For diabetes specifically, studies like the Look AHEAD trial demonstrated that intentional recruitment efforts—including bilingual materials and flexible scheduling—can achieve diverse enrollment. The Diabetes Prevention Program (DPP) outcome study actively recruited minority participants by offering translation services and culturally tailored content, yielding groundbreaking insights on weight management across ethnic groups. These examples prove that inclusion is possible when resources are allocated appropriately.

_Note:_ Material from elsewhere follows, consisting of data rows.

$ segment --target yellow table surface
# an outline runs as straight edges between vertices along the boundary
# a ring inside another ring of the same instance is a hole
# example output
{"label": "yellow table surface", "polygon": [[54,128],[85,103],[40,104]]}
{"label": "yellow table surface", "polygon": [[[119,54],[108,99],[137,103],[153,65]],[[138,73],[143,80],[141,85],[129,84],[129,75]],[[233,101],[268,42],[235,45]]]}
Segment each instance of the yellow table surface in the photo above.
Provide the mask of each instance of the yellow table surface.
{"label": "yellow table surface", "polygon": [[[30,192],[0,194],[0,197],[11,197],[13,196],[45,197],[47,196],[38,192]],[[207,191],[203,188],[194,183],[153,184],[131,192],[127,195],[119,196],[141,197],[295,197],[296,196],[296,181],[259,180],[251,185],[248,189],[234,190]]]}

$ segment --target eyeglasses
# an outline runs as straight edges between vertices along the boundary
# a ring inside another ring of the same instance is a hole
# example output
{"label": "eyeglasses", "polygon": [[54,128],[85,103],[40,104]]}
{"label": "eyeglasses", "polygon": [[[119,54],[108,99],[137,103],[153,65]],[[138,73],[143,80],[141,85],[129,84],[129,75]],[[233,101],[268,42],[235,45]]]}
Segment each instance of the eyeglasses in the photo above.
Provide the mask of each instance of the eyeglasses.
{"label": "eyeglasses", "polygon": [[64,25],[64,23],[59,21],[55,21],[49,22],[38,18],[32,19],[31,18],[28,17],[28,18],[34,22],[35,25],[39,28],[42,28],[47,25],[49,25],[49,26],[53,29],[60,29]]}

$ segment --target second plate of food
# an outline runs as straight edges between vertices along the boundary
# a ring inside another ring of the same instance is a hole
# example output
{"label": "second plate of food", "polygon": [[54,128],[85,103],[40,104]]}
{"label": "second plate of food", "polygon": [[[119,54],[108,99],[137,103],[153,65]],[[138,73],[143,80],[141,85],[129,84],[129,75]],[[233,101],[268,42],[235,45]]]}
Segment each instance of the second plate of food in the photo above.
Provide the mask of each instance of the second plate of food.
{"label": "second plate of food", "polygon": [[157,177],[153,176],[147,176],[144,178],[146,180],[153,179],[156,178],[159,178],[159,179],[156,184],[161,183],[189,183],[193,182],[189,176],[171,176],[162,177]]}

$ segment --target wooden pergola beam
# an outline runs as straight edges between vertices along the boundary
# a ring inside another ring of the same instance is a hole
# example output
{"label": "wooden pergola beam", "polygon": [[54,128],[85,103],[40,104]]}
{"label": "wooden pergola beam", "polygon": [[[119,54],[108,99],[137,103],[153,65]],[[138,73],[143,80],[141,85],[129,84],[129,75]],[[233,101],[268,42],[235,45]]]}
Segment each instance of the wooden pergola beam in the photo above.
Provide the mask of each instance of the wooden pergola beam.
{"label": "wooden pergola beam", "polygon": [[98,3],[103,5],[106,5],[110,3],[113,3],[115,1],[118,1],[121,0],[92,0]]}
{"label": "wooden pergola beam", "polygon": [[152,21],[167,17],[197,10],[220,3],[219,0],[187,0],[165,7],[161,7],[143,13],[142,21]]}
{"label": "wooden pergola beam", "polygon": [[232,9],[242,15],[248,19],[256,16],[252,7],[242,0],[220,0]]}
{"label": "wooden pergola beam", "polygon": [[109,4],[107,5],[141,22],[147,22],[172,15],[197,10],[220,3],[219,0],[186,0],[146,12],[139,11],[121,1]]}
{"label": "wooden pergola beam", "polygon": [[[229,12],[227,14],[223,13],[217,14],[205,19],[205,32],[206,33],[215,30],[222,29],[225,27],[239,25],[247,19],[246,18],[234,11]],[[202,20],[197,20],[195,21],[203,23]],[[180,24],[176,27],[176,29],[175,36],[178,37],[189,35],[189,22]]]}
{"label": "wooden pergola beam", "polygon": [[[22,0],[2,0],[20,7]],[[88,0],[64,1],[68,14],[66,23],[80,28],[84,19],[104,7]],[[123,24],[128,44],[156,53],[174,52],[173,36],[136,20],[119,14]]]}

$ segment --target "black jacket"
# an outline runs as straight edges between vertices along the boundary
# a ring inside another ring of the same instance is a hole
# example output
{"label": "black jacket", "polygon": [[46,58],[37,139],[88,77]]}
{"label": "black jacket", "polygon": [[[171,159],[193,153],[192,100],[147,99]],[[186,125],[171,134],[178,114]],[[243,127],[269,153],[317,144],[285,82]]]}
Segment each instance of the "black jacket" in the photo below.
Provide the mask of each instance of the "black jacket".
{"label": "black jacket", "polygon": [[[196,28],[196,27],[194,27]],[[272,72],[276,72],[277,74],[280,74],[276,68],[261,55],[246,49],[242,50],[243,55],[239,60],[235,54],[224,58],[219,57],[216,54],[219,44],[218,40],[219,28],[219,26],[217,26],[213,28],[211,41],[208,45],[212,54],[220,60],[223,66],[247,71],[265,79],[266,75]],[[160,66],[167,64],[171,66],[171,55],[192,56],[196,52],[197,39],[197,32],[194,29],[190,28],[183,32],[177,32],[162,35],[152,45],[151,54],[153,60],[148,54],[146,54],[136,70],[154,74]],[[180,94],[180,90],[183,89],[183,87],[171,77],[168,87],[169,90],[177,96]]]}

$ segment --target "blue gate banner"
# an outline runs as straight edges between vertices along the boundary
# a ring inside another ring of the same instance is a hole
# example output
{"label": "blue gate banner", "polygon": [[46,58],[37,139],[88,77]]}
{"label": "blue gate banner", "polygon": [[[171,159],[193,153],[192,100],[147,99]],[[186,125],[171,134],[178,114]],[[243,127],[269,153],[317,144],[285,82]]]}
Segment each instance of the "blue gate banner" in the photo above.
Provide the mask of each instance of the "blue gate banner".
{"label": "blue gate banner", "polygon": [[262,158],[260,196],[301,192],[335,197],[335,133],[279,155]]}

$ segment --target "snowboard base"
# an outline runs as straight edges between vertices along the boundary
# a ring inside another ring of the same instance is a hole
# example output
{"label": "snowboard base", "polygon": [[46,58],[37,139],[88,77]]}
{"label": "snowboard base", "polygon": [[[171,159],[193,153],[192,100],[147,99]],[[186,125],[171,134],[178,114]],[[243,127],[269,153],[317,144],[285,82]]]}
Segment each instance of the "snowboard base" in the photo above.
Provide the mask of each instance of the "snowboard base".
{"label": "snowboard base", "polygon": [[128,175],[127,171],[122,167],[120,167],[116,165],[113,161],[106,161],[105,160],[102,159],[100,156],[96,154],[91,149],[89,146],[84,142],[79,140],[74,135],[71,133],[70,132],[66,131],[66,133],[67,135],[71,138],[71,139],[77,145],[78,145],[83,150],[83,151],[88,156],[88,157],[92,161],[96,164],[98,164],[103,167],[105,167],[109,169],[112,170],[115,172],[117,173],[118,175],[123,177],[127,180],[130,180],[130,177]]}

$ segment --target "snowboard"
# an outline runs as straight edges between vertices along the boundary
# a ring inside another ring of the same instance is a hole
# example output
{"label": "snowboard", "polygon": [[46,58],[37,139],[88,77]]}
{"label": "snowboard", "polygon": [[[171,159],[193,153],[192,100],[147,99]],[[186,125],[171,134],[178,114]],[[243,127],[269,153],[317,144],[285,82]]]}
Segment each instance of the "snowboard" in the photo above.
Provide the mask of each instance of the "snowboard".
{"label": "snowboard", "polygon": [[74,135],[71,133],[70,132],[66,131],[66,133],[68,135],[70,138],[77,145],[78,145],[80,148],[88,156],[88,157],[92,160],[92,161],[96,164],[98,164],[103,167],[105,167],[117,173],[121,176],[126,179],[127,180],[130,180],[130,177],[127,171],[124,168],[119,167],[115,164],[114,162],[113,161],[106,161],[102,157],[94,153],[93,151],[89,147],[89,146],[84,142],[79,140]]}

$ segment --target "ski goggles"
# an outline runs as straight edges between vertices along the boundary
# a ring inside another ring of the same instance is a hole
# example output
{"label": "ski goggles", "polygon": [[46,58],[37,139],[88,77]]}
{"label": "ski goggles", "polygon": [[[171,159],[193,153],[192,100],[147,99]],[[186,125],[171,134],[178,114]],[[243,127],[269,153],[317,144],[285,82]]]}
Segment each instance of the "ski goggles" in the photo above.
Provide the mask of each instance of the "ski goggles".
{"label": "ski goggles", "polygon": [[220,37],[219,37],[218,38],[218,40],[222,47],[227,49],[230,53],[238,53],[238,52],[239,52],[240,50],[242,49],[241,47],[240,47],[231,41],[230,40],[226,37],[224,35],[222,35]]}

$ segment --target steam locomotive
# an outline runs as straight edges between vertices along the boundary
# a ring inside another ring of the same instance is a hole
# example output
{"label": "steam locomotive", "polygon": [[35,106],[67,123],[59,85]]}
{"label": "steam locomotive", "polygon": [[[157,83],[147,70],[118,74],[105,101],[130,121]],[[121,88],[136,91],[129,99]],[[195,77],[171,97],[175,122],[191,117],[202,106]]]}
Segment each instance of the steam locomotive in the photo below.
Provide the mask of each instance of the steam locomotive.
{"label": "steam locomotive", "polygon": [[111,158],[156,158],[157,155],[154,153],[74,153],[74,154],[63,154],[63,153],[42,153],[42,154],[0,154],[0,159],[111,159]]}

Conclusion: A Call to Action

Minority patients with diabetes face a web of interconnected barriers—historical, financial, cultural, and structural—that systematically exclude them from clinical trials. The consequences are not abstract; they play out in persistent health disparities and evidence gaps that undermine the care of millions. Overcoming these barriers will require sustained commitment from funders, researchers, healthcare systems, and communities. It will demand investment in trust-building, language access, financial support, and culturally competent research design. But the returns are invaluable: more generalizable data, more effective treatments, and a healthcare system that truly serves all people.

The time for half-measures is over. Researchers and practitioners must act deliberately, collaboratively, and with urgency to ensure that the promise of clinical research extends equitably to every patient. Comprehensive resources are available through the FDA's clinical trial guide, the NIDDK diabetes trials page, and the CDC's diversity discussion. Community organizations such as the American Diabetes Association also offer advocacy and participation resources. The path forward demands action—not just from researchers, but from every stakeholder committed to health equity.